Using the Laurent-expansion of $f(z)$ around $0$
$$f(z) = \sum_{n=0}^{+\infty} a_n z^n + \sum_{n=1}^{+\infty} b_n z^{-n} \tag{1}$$
Theorem
The coefficients of the Laurent series are given by the formulae:
$$a_m = \frac{1}{2\pi i} \int_\Gamma \frac{f(z)}{z^{m+1}} \text{d}z \qquad b_m = \frac{1}{2\pi i} \int_\Gamma z^{m-1} f(z) \text{d}z$$
where $\Gamma$ is any circle $|z-z_0| = \rho,\; 0< r < \rho < R$.
I understand why $f(z)$ is uniformly convergent (because both series are uniformly convergent) over $\Gamma$. But I'm experiencing some problems in the proof of these coefficients.
Proof
Since the series (1) is uniformly convergent on $\Gamma$ the same will be true of the series obtained by muliplying (1) with:
$$\text{either}\qquad z^{m-1}\qquad \text{and}\qquad \frac{1}{z^{m+1}}$$
Then the proof continues by swapping sum and integral (for which the uniform convergence is required) ...
Why?
Could someone provide an argument why that same will be true is valid?

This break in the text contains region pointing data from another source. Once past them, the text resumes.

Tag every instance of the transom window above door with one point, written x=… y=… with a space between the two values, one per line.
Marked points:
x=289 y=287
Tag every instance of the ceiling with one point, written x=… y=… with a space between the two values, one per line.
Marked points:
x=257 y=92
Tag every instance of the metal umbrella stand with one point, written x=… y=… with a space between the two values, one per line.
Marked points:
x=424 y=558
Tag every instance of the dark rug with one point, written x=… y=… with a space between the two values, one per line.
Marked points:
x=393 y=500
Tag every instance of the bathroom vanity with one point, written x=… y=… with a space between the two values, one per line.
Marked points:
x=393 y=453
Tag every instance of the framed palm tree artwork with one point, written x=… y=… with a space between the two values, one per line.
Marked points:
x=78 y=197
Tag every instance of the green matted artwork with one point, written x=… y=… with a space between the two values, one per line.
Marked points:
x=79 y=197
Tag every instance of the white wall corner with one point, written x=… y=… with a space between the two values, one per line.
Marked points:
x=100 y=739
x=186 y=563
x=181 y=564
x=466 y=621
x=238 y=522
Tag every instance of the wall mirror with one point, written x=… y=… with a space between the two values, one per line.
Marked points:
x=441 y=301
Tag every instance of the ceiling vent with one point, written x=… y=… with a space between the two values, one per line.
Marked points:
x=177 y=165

The magnitude of $z^{m-1}$ and $1/z^{m+1}$ will be constants on a circle centered around 0.
Suppose $f_n(z)$ converges uniformly on $\Gamma$ to $f(z)$ and that $g(z)$ is some function such that $|g(z)| = \rho$ on $\Gamma$.
$|g(z)f_n(z) - g(z)f(z)| = |g(z)||f_n(z) - f(z)| = \rho |f_n(z) - f(z)|$
So if the RHS is bounded by $\epsilon$ then the LHS is bounded by $\epsilon / \rho$ which shows $g f_n$ is uniformly convergent to $g f$.
Your situation is that $g(z) = z^{\pm m \pm 1}$ which is indeed a constant on $\Gamma$ which is a circle around $0$.